ANNA

Meu nome é Anna. Minha mãe me deu esse nome sem nenhuma razão aparente, gostaria de poder dizer que ele tem algum significado especial, mas Anna quer dizer apenas Anna mesmo. Eu tenho uma irmã mais velha, meus pais se separaram, minha mãe saiu de casa e a vida ficou um pouco complicada vivendo com meu pai e minha irmã, depois até ela saiu de casa.

Eu sempre tive tudo que meu pai considerava necessário: uma boa casa, uma boa educação, boas roupas, comida decente. Mas a vida não era nenhuma maravilha e talvez nem tenha sido culpa dele, talvez a culpa tenha sido minha mesmo por não ter conseguido ser uma pessoa feliz como as pessoas devem ser.

Quando minha mãe saiu de casa eu tinha menos que oito anos, cheguei em casa e todas as roupas dela tinham sumido. Acho que foi em um fim de semana, já nem lembro mais.

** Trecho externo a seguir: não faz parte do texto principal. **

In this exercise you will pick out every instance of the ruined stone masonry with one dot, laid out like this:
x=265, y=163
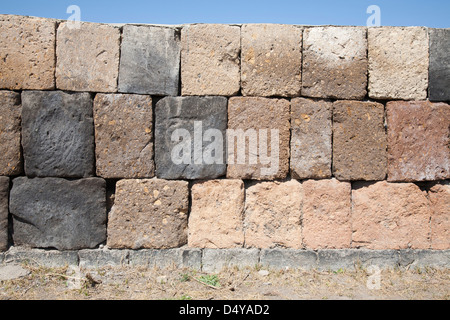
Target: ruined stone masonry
x=211, y=145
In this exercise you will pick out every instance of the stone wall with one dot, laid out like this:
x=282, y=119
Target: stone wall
x=344, y=145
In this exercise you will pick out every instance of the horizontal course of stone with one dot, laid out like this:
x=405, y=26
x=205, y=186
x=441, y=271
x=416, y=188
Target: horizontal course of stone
x=87, y=122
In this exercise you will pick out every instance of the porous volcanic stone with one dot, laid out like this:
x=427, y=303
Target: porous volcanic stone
x=187, y=121
x=124, y=136
x=271, y=60
x=217, y=214
x=27, y=57
x=87, y=57
x=10, y=126
x=58, y=213
x=311, y=132
x=335, y=62
x=150, y=60
x=390, y=216
x=418, y=139
x=149, y=214
x=57, y=134
x=398, y=63
x=359, y=141
x=210, y=60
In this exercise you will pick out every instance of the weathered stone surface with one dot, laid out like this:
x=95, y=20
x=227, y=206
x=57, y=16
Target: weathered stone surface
x=327, y=214
x=149, y=60
x=150, y=214
x=58, y=213
x=271, y=60
x=10, y=127
x=335, y=62
x=390, y=216
x=4, y=199
x=87, y=57
x=273, y=213
x=210, y=60
x=439, y=196
x=439, y=71
x=124, y=136
x=27, y=58
x=57, y=134
x=311, y=132
x=398, y=63
x=184, y=131
x=217, y=214
x=359, y=141
x=418, y=140
x=264, y=124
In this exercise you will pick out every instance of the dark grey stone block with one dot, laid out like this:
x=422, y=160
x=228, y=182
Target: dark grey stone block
x=57, y=213
x=439, y=72
x=150, y=60
x=196, y=117
x=58, y=134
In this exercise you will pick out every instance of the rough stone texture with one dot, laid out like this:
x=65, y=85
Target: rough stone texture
x=273, y=213
x=260, y=116
x=124, y=136
x=271, y=60
x=439, y=71
x=390, y=216
x=57, y=134
x=359, y=141
x=27, y=58
x=217, y=214
x=311, y=132
x=398, y=63
x=183, y=113
x=327, y=214
x=335, y=62
x=418, y=140
x=149, y=60
x=210, y=60
x=439, y=196
x=4, y=212
x=58, y=213
x=10, y=127
x=150, y=214
x=288, y=258
x=87, y=57
x=218, y=260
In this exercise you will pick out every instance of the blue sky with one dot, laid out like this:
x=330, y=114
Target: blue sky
x=429, y=13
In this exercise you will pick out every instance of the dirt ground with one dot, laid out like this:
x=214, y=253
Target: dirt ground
x=232, y=284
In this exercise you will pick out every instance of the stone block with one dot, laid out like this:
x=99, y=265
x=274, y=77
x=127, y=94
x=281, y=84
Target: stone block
x=58, y=213
x=258, y=138
x=390, y=216
x=326, y=214
x=10, y=136
x=149, y=214
x=273, y=212
x=190, y=137
x=271, y=60
x=217, y=214
x=210, y=60
x=87, y=57
x=439, y=71
x=124, y=136
x=335, y=62
x=57, y=134
x=398, y=63
x=311, y=135
x=418, y=140
x=27, y=58
x=359, y=141
x=150, y=60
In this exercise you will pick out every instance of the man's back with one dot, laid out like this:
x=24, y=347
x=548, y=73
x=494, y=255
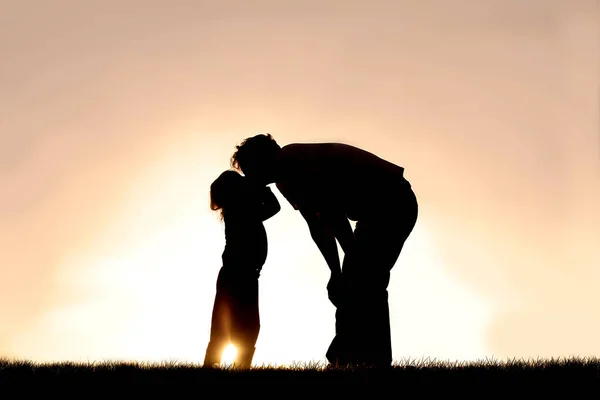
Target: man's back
x=336, y=175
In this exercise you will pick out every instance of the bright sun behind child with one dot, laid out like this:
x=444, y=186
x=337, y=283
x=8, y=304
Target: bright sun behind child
x=229, y=354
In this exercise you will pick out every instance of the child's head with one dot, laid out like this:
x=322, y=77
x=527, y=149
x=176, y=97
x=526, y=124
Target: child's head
x=225, y=191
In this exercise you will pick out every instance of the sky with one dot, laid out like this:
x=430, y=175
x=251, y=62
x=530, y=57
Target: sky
x=116, y=116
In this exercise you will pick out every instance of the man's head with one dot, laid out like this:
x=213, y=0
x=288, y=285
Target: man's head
x=255, y=157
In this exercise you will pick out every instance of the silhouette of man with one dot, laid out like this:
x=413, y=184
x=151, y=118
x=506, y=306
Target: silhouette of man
x=331, y=184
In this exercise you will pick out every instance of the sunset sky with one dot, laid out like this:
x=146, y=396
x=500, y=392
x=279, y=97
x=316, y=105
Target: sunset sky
x=115, y=117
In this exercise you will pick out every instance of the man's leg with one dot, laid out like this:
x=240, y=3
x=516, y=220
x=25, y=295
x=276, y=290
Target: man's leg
x=362, y=321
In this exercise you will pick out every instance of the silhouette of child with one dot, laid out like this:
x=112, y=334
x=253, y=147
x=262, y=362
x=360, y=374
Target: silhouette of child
x=243, y=207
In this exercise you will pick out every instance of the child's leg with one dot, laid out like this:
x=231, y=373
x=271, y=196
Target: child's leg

Eu sentia falta dela e não sabia onde ela poderia ter ido então, eu imaginei que se eu sangrasse até morrer a saudade iria embora e tudo ficaria melhor. Nunca soube se isso melhoraria alguma coisa porque nunca consegui criar coragem pra fazer isso. Mas eu sempre soube que no mínimo eu devia ser uma aberração pra pensar em morte com essa idade.

Hoje não sou mais uma criança, mas ainda penso em como seria se surgisse alguma doença sem cura ou simplesmente num acidente de carro. O que a morte traria para mim? É como diz o filme “A filosofia de vida de Marla é que ela pode morrer a qualquer momento. A tragédia, ela dizia, é que não morria”. Eu parei de me imaginar suicida quando eu conheci a parte alcoólica da vida e pensei que se bebesse o bastante, talvez aquela doença surgisse e que talvez eu não pudesse ser curada.

A questão talvez veja mais complicada que uma simples depressãozinha ou uma vontade estranha de cometer suicídio. É difícil explicar, mas eu simplesmente não gosto de viver, não consigo sentir nada por essa benção que é a vida. Não gosto do tipo de gente que fica perto de mim todos os dias, não gosto de como as coisas acontecem no mundo, não gosto de como me olham torto, não gosto dessa vida ordinária que todos levam. Talvez seja apenas por isso que eu gosto de tatuagens e piercings, a dor é a única coisa que me faz sentir viva e aquela história de que elas têm algum significado seja apenas papo furado.

Eu imagino meu futuro como mãe com uma família e um emprego na área que eu fiz faculdade e nada disso me agrada completamente, porque é só mais um futuro ordinário no mundo. Eu ainda suplico por aquela doença sem cura. A vida nessa mundo é uma doença sem cura. É complicado não sentir nada em um momento da história em que tudo é tão intenso, é triste e irritante ao mesmo tempo. Não importa que atitudes sejam tomadas, nada muda. Nada nunca muda, o mundo é apenas um lugar vazio pra mim. Eu sou um lugar vazio pra mim. Um vazio fundo e cinza. Porque eu não me sinto viva pra ser branco e nem estou morta pra ser preto, eu apenas existo.